Binding Spell is another one of those stories where you feel like you have been lifted out of your little life and plopped down in the middle of someone else’s. A lot of someone elses, really. Felicity, Indiana is a community full of interesting characters and Binding Spell has the occasional long rambling commentary on religion and the nuclear arms threat, especially when the Russians come to town. Let me back up. Meet the community of Felicity: Ryland Guthrie is a hypochondriac furniture salesman. His brother Peale has been the county sheriff for all of five months. Ryland was married to April (divorced five years) and they have a son, Clayton. Peale married Amanda but sometimes forgets she’s his wife. Bailey and Howell Bourne are brother and sister. They lost their parents in a car accident. Bailey is twenty years old and a witch in training and Howell is married to Charlene. Ada Esterhaczy is Hungarian and a self proclaimed witch. Maggie, a counselor at Powell College, is her granddaughter. She also dabbles in witchcraft. Billy Bob Watson is the maintenance man at Powell. He likes to try to run over students with his tractor. Mitch Ketchum is a down and out desperate farmer in danger of losing his farm. Murrary Anderson artificially inseminates horses and has just been dumped by his girlfriend, Rosie. Dr. Richard Minot is a professor at Howell and has the hots for Maggie. Ryland starts dating Maggie. Peale has a thing for Bailey. Ada just wants her dog to mate with Ryland’s so that she can breed puppies. Then there are is the weather. Did you get all of that? Now enter the two Russians, come to visit Powell College. Howell, Billy Bob and Mitch hatch a plan to kidnap the Russians in order to save their farms. Thinking Ada will hate the Russians due to her Hungarian heritage they bring the captives to her farm. Only Ada is too busy cooking up love potions to bind certain couples (human and animal)…and that’s when things go a little crazy.

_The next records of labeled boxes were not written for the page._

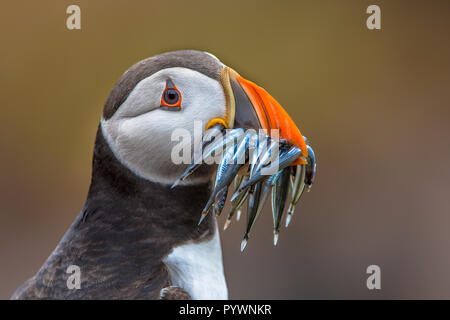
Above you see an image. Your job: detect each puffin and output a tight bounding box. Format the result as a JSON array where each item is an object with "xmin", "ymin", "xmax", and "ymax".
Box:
[{"xmin": 11, "ymin": 50, "xmax": 308, "ymax": 300}]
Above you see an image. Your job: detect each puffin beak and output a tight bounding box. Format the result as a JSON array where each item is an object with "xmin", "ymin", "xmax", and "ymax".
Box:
[{"xmin": 222, "ymin": 67, "xmax": 308, "ymax": 165}]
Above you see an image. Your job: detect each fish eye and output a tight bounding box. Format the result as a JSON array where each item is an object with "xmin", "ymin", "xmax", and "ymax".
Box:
[{"xmin": 160, "ymin": 79, "xmax": 181, "ymax": 111}]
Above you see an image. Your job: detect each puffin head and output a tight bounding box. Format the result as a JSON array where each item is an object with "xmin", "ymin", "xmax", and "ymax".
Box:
[{"xmin": 101, "ymin": 50, "xmax": 308, "ymax": 185}]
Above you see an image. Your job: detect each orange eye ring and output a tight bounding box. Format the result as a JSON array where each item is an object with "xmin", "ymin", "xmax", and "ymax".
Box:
[{"xmin": 160, "ymin": 79, "xmax": 181, "ymax": 111}]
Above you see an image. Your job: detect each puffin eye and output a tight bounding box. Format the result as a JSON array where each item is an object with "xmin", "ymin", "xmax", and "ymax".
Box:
[{"xmin": 160, "ymin": 79, "xmax": 181, "ymax": 111}]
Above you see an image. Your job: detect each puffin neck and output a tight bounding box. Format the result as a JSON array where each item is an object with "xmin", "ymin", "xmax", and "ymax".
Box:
[
  {"xmin": 81, "ymin": 128, "xmax": 214, "ymax": 250},
  {"xmin": 27, "ymin": 130, "xmax": 215, "ymax": 299}
]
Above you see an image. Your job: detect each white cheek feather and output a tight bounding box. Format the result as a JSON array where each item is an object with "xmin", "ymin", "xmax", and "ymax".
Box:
[
  {"xmin": 101, "ymin": 68, "xmax": 226, "ymax": 184},
  {"xmin": 163, "ymin": 223, "xmax": 228, "ymax": 300}
]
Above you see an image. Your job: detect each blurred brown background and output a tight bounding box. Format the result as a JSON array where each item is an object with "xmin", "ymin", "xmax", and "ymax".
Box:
[{"xmin": 0, "ymin": 0, "xmax": 450, "ymax": 299}]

Lines I liked, “She was less trouble than her pet cat” (p 39) and “Now, as the pain – which might, admittedly, have been caused by that ice water he had drunk down so rapidly, with some ice shards inadvertently included – poked him tenderly in the side, he could not decide whether it was pancreatic cancer or Maggie’s being late” (p 217).

Reason read: April is National Dog Month

Author fact: Arthur wrote a memoir, Island Sojourn that is not on my list.

Book trivia: Binding Spell is Arthur’s third novel but the only one I’m reading for the Challenge.

BookLust Twist: from Book Lust in the chapter called “Great Dogs in Fiction” (p 105). Chance is my favorite of the dogs.